An $18.4 million funding round is the prescription Rx Savings Solutions needs to expand its fight against a crippling, yet common ailment, said Michael Rea.
“Everyone in the nation has the same problem — high drug costs — and most people don’t know there are options to save money,” said Rea, founder and chief executive officer of Rx Savings.

Michael Rea, Rx Savings Solutions
The Overland Park-based company secured the new funding in a round led by the Omaha private equity firm McCarthy Capital.

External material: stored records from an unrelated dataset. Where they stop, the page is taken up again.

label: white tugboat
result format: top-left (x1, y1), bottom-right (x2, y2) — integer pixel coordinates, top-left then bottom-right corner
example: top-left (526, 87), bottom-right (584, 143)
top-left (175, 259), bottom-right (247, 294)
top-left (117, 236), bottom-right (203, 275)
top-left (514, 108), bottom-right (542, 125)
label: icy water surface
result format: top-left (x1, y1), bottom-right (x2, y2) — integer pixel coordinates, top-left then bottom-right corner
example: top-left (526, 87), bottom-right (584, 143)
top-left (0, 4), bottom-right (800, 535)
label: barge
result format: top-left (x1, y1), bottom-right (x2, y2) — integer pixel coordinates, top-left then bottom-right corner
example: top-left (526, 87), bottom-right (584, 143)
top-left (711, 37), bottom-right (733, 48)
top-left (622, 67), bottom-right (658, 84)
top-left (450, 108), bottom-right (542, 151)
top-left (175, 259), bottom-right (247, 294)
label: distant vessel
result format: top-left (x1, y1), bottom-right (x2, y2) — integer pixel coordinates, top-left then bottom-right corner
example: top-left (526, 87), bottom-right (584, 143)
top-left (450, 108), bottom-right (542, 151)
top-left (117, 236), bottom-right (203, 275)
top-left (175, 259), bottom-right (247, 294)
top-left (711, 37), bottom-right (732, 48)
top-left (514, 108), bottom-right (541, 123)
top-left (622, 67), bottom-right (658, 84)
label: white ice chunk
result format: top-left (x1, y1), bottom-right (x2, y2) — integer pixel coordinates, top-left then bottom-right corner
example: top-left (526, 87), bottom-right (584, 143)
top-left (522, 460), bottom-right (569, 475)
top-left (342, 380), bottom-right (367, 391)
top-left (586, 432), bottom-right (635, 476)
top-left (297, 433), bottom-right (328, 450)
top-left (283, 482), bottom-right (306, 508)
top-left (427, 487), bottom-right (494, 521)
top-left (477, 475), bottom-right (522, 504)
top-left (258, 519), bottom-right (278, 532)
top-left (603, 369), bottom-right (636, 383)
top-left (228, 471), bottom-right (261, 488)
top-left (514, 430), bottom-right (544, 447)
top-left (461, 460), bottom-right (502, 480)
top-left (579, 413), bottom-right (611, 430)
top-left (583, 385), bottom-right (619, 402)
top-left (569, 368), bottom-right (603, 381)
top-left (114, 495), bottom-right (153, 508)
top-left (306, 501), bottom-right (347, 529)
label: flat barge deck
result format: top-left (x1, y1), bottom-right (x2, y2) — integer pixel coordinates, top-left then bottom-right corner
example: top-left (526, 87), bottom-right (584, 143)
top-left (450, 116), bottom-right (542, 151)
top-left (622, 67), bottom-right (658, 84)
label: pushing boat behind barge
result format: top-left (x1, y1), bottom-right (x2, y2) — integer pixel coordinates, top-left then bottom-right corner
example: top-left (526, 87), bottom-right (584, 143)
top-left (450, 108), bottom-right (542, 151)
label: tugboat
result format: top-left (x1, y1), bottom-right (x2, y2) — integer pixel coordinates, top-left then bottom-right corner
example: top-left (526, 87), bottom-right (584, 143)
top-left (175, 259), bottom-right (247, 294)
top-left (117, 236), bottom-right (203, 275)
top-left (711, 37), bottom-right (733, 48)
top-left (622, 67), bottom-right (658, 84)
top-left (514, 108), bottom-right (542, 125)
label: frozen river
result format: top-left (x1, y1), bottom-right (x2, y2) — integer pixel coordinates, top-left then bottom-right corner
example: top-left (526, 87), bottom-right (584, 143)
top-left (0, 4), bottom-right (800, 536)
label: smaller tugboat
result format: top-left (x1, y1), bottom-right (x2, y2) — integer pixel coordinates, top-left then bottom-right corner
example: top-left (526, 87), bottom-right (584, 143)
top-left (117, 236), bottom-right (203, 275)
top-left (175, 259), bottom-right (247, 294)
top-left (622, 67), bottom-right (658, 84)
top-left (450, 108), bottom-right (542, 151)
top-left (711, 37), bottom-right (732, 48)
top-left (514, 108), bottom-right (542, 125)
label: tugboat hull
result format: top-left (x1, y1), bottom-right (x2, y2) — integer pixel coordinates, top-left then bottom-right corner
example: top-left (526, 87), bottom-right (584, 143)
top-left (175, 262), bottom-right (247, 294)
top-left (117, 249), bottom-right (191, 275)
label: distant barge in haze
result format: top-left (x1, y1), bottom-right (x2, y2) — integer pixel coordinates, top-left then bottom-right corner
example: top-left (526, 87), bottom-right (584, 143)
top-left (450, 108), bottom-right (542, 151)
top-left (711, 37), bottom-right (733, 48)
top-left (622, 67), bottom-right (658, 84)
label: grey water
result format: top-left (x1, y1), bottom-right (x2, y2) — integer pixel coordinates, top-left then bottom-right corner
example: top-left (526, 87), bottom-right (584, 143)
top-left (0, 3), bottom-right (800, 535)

The new capital will be put toward sales, marketing, and investment in additional software functionality to make cumbersome processes throughout the pharmacy paradigm easier for consumers to navigate, Rx Savings said in a press release.
“This new strategic capital gives us the resources needed to continue to build an organization that combines premier pharmacy expertise with leading technology expertise,” Rea said. “The result is a powerful, proactive software approach that is one of a kind.”
In addition, Brian Zaversnik, vice president of McCarthy Capital, will join the Rx Savings Board of Directors, actively working alongside Rea and local investor Dan Henry, the company said.
“The sophistication of [Rx Savings’] software and the corresponding savings for clients are clear differentiators,” Zaversnik said. “They are bringing pharmacy and technology together in a way that will transform the industry and bring significant efficiency to the market.”
Rx Savings’ membership has soared in the past two years, climbing from 100,000 members in 2015 to what will be 2 million lives served by January 1, 2018, the company said.
Marquee clients include Blue Cross and Blue Shield of Kansas City, the State of Kansas Employee Health Plan, Quest Diagnostics, Berkshire Hathaway Media Group, Teachers Health Trust, West Virginia Public Employees Insurance Agency and American Century Investments.
“We are using the power of technology to streamline how Americans purchase prescription drugs in the same ways the internet has transformed how consumers book travel, buy cars, or shop for electronics,” Rea said, “Like a shopping app, we do the price checking for you and proactively alert you of the savings directly.”
A pharmacist himself, Rea founded Rx Savings after learning that 30 percent of prescriptions that are written are never filled because of high drug costs. He told a crowd at the 2016 TEDxKC event that the price of pharmaceutical drugs was rising four times faster than U.S. wages, and that prices have far more to do with luck than economic status.
“With access to the right information at the right time, our health care system could be simpler, cheaper, and more effective. It should be, it needs to be, and I’m gonna stay mad that it’s not until it is,” Rea said at TEDxKC.
Rx Savings previously announced $2.7 million in capital funding in July 2015.